Just wanted to know what % of your salary do you spend on car repayments. I recently landed a new job and was just considering upgrading my car (CR-V >230k) before it fell apart. I am open to finance as I usually invest most of my income into shares, etc. and I am getting a better return than what I would pay in interest.

I try to invest 40% - 50% of my income and rent + expenses don't exceed 30% of my income, so if my car repayment was to be 20% of my salary would that be optimal?

Just wanted to hear some thoughts from the OzB community to understand how much is not too much expenditure for a car.

Cheers!

Edit 1: Forgot to mention, looking at a nearly new (<30,000 kms) 3 series, C Class, A4, XE/XF, etc. I am well aware of their rock-solid reliability and high appreciation of value but want to experience them regardless (hopefully under warranty) and leasing is not possible.

Edit 2: Just clarifying, I meant <30,000 kms not <$30,000.

Comments

  • +4

    landed a new job

    Depends on the correlation between career opportunities and badge.

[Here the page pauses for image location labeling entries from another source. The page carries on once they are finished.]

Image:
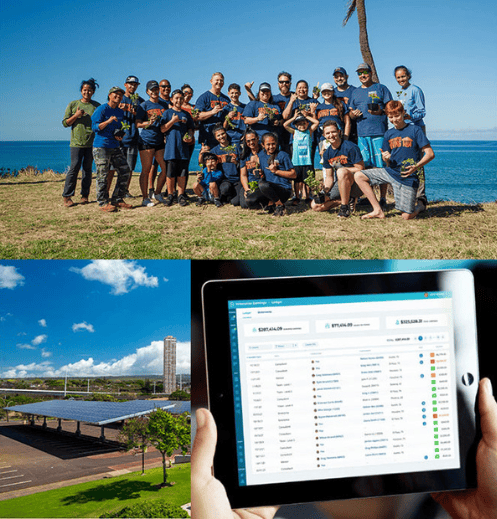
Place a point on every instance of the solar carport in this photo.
(96, 413)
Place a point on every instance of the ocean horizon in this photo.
(463, 171)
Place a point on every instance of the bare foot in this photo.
(373, 214)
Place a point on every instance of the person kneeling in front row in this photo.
(405, 149)
(343, 158)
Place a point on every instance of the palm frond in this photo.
(350, 11)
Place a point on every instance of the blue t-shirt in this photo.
(285, 164)
(105, 138)
(254, 108)
(404, 144)
(235, 134)
(346, 94)
(129, 107)
(413, 100)
(151, 136)
(328, 112)
(346, 155)
(205, 103)
(228, 162)
(369, 125)
(302, 142)
(176, 147)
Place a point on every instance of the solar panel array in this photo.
(99, 413)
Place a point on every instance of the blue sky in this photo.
(92, 318)
(49, 47)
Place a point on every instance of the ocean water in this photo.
(462, 171)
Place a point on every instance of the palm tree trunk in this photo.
(367, 56)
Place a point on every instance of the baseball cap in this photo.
(116, 89)
(327, 86)
(152, 84)
(363, 66)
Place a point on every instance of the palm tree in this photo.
(363, 33)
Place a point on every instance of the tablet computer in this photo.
(338, 387)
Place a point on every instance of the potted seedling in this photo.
(314, 186)
(119, 132)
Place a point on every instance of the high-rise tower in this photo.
(169, 364)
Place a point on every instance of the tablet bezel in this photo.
(215, 297)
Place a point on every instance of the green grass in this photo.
(94, 498)
(34, 224)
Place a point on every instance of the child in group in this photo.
(277, 173)
(178, 127)
(207, 185)
(228, 156)
(234, 122)
(302, 149)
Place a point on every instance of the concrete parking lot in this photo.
(32, 458)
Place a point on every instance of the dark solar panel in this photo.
(99, 413)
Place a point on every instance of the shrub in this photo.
(145, 509)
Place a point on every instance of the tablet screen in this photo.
(343, 386)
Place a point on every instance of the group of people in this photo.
(259, 154)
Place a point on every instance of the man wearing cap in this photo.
(107, 123)
(130, 101)
(344, 91)
(211, 105)
(367, 105)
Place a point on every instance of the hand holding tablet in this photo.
(340, 387)
(209, 499)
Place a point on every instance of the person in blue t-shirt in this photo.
(152, 145)
(228, 156)
(341, 160)
(106, 122)
(207, 185)
(262, 114)
(276, 175)
(211, 105)
(250, 173)
(234, 122)
(301, 129)
(405, 149)
(178, 127)
(366, 108)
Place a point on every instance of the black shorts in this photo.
(177, 168)
(301, 172)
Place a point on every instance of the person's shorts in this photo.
(301, 172)
(405, 195)
(177, 168)
(144, 147)
(371, 151)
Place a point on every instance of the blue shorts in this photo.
(371, 151)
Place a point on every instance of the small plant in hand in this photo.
(315, 186)
(405, 165)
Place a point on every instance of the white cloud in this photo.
(147, 360)
(121, 275)
(26, 346)
(39, 339)
(83, 326)
(10, 278)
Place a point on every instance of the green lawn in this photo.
(96, 497)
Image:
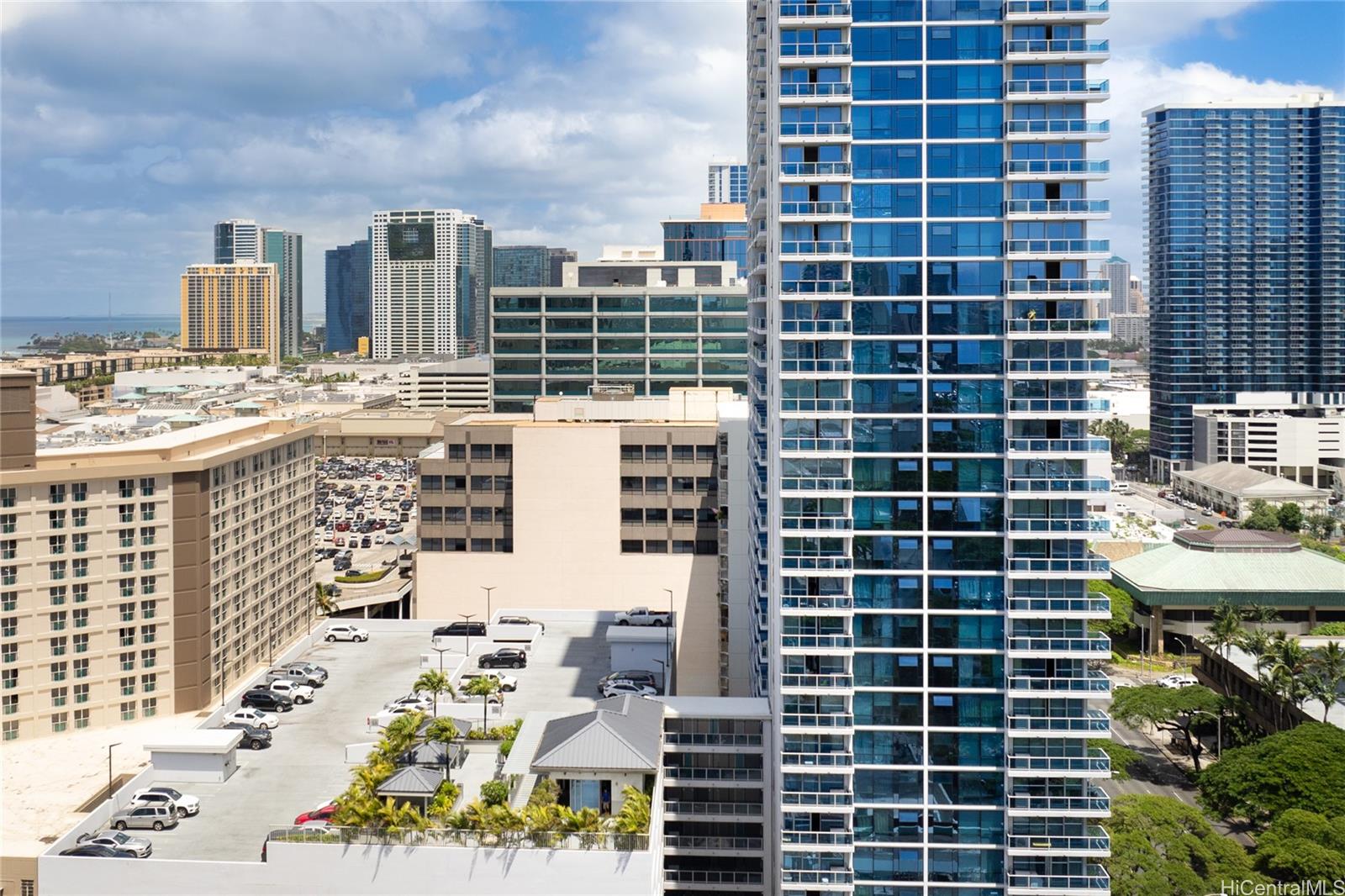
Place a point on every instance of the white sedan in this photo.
(253, 717)
(296, 692)
(343, 631)
(619, 688)
(508, 683)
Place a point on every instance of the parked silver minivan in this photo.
(145, 817)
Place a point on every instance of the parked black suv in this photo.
(268, 701)
(477, 630)
(504, 658)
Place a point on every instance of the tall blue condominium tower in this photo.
(921, 293)
(1244, 208)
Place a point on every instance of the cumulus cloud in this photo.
(123, 138)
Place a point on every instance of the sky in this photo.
(128, 129)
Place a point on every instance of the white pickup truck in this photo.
(643, 616)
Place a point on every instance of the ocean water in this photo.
(19, 329)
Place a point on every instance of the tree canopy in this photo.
(1298, 768)
(1122, 606)
(1169, 709)
(1302, 845)
(1161, 846)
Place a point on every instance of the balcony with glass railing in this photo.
(804, 92)
(1087, 723)
(1058, 407)
(1095, 763)
(1095, 606)
(1062, 89)
(1093, 878)
(1073, 129)
(831, 13)
(1062, 248)
(1080, 840)
(1060, 288)
(1059, 486)
(1058, 50)
(1091, 801)
(814, 208)
(795, 53)
(1035, 646)
(1052, 208)
(1089, 683)
(815, 248)
(1087, 367)
(1075, 566)
(814, 170)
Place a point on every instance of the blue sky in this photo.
(127, 129)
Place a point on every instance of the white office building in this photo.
(432, 275)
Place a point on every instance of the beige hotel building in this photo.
(148, 576)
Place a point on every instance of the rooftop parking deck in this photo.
(307, 763)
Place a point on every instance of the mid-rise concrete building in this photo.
(147, 576)
(463, 385)
(430, 282)
(630, 319)
(600, 503)
(1274, 434)
(232, 308)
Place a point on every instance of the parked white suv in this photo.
(343, 631)
(253, 717)
(296, 692)
(187, 804)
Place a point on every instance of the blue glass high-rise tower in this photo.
(349, 295)
(1244, 206)
(921, 295)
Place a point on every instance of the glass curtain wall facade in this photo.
(1243, 208)
(923, 289)
(349, 299)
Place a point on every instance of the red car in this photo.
(318, 814)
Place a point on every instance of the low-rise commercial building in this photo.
(459, 385)
(147, 576)
(1176, 587)
(623, 320)
(598, 503)
(1231, 488)
(1274, 434)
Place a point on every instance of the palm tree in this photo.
(323, 599)
(435, 683)
(1328, 676)
(1224, 631)
(441, 730)
(634, 815)
(483, 688)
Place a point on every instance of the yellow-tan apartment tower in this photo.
(145, 577)
(233, 307)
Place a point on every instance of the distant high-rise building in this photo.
(286, 250)
(726, 182)
(719, 235)
(232, 307)
(521, 266)
(923, 481)
(1243, 208)
(237, 240)
(349, 295)
(1116, 271)
(430, 282)
(557, 259)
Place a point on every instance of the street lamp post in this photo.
(109, 768)
(468, 618)
(667, 647)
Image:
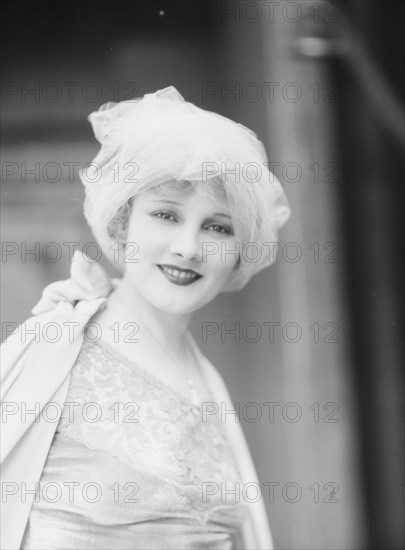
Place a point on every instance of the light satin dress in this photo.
(133, 466)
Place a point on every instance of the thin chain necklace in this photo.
(192, 392)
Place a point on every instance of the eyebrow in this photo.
(180, 204)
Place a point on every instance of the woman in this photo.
(132, 454)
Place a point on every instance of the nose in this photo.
(187, 245)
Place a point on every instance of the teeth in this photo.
(180, 274)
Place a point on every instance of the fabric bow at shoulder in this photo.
(37, 358)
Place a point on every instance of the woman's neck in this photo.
(168, 329)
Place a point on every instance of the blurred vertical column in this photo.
(321, 448)
(371, 66)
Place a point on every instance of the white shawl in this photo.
(37, 368)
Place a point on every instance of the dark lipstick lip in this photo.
(180, 269)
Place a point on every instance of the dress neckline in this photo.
(133, 365)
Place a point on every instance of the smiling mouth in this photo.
(179, 276)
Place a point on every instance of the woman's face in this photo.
(180, 242)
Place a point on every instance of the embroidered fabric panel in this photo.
(159, 468)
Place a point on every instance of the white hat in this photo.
(161, 137)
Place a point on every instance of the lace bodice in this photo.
(159, 466)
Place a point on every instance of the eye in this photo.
(222, 229)
(164, 215)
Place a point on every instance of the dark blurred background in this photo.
(321, 83)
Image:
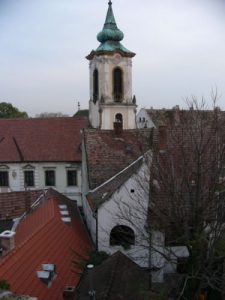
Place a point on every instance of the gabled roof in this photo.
(107, 153)
(117, 278)
(42, 237)
(102, 193)
(41, 140)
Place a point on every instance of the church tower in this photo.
(111, 99)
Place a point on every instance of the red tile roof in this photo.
(108, 153)
(35, 140)
(40, 238)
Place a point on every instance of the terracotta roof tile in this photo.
(35, 140)
(108, 153)
(40, 238)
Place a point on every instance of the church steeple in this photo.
(110, 37)
(110, 31)
(111, 98)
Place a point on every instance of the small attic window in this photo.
(63, 207)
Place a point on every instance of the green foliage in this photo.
(4, 285)
(7, 111)
(220, 248)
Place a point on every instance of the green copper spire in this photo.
(110, 31)
(110, 37)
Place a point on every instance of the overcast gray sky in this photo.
(180, 47)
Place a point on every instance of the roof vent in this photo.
(64, 212)
(47, 274)
(63, 207)
(66, 220)
(7, 243)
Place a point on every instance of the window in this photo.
(95, 85)
(28, 178)
(119, 118)
(4, 178)
(50, 178)
(122, 235)
(71, 177)
(118, 84)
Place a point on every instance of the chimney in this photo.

    • career opportunities

      Well, the title is Integration Developer for one of the big 4 so they are okay I would say.

      • +58

        Oh well, in that case you will need something nice. And in today's market, this is a High Yield Investment.

      • +1

        What year CR-V do you have? My 2001 has 290k on it and is loving live.

        • 2008 top spec (luxury)… there's nothing wrong per se, just general concerns that the sunroof may break, etc.

          • +3

            @guavatemporary: Never really heard of sunroof may break, unless you mean it stops working mechanically.

            • -9

              @ATangk:

              unless you mean it stops working mechanically.

              Yes obviously.

              • +4

                @guavatemporary: It just sounds like you're saying the glass breaks. But sunrooves are such novelties, just keep em closed.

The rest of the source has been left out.